Is anyone pretending not to know that Christian places of worship have been targeted repeatedly? Is any one feigning ignorance of the fact that not a single worship-day passes without a story of one bomb attack or another on a church in the North? How many mosques suffer such insecurity? Shouldn’t that be enough reason for the security agencies to see the protection of churches in the  North as a major concern? These are the questions which answers tend to give credence to the sentiments expressed by the third school of thought earlier addressed. These are Nigerians who cannot be easily convinced that annihilation of Christians in the predominantly moslem North is not part of Boko Haram’s agenda.
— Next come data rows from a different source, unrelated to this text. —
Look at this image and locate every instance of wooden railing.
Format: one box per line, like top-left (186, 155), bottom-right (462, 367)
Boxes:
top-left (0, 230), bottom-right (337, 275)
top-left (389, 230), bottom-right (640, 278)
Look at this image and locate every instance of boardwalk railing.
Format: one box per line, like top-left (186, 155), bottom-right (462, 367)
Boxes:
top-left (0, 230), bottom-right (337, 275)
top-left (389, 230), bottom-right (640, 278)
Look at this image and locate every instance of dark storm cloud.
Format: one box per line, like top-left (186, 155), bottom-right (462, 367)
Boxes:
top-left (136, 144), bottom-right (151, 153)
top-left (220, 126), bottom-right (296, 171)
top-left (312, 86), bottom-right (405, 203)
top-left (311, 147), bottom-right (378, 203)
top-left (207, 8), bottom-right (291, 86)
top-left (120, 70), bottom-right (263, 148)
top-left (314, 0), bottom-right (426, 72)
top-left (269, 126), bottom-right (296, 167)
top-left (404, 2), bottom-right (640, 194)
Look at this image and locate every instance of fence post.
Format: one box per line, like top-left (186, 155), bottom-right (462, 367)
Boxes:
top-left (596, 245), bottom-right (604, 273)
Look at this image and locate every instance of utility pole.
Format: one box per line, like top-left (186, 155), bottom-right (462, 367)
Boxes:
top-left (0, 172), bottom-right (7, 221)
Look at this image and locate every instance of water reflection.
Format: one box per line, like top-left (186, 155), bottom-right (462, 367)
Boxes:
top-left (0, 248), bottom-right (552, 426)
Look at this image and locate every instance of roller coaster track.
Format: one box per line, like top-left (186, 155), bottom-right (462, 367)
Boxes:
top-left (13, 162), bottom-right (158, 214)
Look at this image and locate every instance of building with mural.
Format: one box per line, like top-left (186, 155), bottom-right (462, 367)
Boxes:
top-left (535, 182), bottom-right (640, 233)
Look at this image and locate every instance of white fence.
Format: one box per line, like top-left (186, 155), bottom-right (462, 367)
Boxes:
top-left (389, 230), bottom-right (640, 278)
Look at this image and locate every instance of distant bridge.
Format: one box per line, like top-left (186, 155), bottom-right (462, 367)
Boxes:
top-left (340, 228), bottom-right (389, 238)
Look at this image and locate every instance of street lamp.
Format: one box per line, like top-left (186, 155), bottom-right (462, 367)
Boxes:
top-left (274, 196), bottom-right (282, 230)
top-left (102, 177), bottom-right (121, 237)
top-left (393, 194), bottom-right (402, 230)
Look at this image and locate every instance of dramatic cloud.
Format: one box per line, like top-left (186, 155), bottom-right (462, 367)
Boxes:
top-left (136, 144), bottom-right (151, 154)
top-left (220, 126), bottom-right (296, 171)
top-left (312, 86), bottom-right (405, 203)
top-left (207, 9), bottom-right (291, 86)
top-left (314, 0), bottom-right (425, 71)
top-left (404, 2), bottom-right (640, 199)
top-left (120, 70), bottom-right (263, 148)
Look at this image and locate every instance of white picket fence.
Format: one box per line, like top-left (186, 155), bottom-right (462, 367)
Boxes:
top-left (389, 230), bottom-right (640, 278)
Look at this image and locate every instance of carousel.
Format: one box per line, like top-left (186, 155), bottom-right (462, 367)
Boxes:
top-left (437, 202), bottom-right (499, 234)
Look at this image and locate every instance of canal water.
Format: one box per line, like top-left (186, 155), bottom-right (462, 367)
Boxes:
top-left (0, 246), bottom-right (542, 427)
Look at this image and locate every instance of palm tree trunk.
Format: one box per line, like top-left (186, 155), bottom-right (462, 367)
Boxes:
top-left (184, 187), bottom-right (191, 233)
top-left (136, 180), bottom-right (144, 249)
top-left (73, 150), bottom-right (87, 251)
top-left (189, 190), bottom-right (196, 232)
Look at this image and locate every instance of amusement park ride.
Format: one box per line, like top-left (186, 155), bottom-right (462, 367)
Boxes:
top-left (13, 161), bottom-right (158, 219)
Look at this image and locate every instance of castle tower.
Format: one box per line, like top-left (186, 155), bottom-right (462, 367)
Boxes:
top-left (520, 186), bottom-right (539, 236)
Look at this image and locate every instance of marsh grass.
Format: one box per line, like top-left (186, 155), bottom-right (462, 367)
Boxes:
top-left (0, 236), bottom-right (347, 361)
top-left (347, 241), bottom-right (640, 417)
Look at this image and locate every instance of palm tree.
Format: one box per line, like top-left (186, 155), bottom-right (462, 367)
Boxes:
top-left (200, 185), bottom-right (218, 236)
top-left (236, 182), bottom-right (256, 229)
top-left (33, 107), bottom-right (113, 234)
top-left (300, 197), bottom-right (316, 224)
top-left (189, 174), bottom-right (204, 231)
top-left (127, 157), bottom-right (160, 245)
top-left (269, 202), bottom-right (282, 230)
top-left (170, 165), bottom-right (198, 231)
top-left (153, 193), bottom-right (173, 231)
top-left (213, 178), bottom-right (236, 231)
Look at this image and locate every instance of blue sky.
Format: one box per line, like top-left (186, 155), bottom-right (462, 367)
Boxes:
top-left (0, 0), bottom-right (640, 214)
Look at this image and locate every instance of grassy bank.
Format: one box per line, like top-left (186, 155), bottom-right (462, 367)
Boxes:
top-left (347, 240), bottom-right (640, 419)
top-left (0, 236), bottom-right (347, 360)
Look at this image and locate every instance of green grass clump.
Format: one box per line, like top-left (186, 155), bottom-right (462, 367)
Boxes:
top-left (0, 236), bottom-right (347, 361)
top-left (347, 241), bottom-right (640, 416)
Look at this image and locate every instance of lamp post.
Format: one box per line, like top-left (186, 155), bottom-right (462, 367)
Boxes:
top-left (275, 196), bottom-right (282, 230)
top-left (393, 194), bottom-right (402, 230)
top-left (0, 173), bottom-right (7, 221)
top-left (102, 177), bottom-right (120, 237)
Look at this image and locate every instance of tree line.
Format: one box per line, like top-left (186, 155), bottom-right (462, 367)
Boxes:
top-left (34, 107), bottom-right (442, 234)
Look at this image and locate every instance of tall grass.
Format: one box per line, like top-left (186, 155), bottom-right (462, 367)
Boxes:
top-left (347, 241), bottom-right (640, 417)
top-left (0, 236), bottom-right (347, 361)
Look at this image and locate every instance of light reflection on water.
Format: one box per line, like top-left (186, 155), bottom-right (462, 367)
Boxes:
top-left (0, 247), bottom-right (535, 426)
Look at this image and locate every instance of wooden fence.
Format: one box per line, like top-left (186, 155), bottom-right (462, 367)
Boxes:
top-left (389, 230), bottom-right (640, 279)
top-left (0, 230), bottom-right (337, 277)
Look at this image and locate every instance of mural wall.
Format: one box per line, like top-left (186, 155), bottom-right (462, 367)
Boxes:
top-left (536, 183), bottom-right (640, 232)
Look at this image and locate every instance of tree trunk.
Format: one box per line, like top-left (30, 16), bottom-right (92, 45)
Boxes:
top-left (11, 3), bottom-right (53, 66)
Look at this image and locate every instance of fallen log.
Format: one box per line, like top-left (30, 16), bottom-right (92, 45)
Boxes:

This is why none ought to undermine the likely consequences of silence in all these because of the unpleasant results of reprisals by groups, families and indeed churches of victims in all such attacks. Besides, a religious war is not one that Nigerian can manage, for many obvious reasons.

That is why I consider it unacceptable that Christian places of worship are frequently being targeted, with countless deaths but without any sure end to such hostilities.

The security institutions need to give Christians in the North enough reasons to believe that they too are covered by their arrangements, and not be made to believe that they are on their own.

For sure, there is no telling if the St. Theresa attack will be the last of such desecration of Christian places of worship in parts of the North, hence, the need for improved security of such facilities.

No doubt, an attack on any human being by another is condemnable but one on a faithful, in the presence of the Maker is most insane. Government must begin to see the Boko Haram for what it truly is and device appropriate  safeguards against further attacks on churches.

My Agony is that among victims of the St. Theresa Catholic Church, Kaduna attacks, were defenseless men, women and children whose deaths may never be avenged through a legal process of bringing to justice their killers. This is because, after more than two years, such killings, are merely dismissed as Boko Haram job, a name that means invincible and untouchable. For now.